Growth in app sessions slowed in 2017, with the lifestyle category particularly hard hit, research by analytics company Flurry revealed.
So-called app activity grew 6 per cent through 2017 compared with an 11 per cent increase recorded in 2016. Indeed, use of lifestyle apps fell 40 per cent year-on-year (see chart, below, click to enlarge), which Flurry stated highlights the need for app developers “to build daily usage habits in order to retain or increase year-over-year growth”.
On the other hand, the shopping apps category grew 54 per cent as consumers continued to shift their spending into e-commerce via mobile shopping apps.
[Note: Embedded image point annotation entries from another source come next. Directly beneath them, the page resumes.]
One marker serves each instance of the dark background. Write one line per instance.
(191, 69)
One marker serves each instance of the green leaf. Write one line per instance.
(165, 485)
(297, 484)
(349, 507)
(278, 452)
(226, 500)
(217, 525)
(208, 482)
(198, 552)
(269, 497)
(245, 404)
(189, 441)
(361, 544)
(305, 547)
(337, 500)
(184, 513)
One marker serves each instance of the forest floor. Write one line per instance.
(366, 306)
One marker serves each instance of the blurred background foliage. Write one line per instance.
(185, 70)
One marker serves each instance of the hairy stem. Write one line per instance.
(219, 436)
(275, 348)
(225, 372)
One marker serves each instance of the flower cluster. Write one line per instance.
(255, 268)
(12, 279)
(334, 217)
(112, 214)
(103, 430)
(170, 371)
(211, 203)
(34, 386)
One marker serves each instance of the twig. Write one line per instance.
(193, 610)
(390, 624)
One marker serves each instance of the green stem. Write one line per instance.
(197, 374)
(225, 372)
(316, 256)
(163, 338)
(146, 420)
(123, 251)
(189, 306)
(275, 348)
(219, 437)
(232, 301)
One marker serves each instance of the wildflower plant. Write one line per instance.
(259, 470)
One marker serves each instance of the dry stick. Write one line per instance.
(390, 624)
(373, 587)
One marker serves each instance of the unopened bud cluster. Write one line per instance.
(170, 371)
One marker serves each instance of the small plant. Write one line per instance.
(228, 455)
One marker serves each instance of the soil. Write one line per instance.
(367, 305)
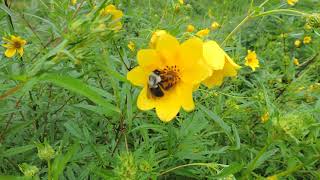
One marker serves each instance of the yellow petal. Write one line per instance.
(197, 73)
(10, 52)
(186, 96)
(215, 79)
(143, 102)
(20, 51)
(168, 106)
(168, 47)
(191, 52)
(149, 58)
(214, 55)
(138, 76)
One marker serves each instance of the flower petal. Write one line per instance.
(138, 76)
(10, 52)
(20, 51)
(149, 58)
(214, 55)
(191, 52)
(197, 73)
(144, 103)
(168, 47)
(186, 96)
(215, 79)
(168, 106)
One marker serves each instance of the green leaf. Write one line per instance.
(230, 170)
(79, 87)
(17, 150)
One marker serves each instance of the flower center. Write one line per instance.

“Users are increasingly comfortable making physical purchases on their phones with now ingrained in-app digital purchase habits,” the company noted.
The category was aided by the fact digital wallet services such as Apple Pay and Samsung Pay allow easy access to stored payment information for mobile purchases.
Music, media and entertainment also saw an increase, with 43 per cent year-over-year growth, reaffirming users’ shift to mobile devices to consume media.
Flurry also recommended app makers should take note of the popularity of phablets: “Understanding form factor adoption is critical for both app developers and marketers, as we know that usage differs between devices. 2017 proved that there is no end in sight for phablet growth – they represent a staggering 55 per cent of active devices.”
“Although session growth may have stalled, it has never been more apparent that apps and smartphones have cemented their roles in users’ lives. While users, marketers and the tech industry drive towards what’s next, developers have an incredibly captive audience and a platform to engage them,” the company said.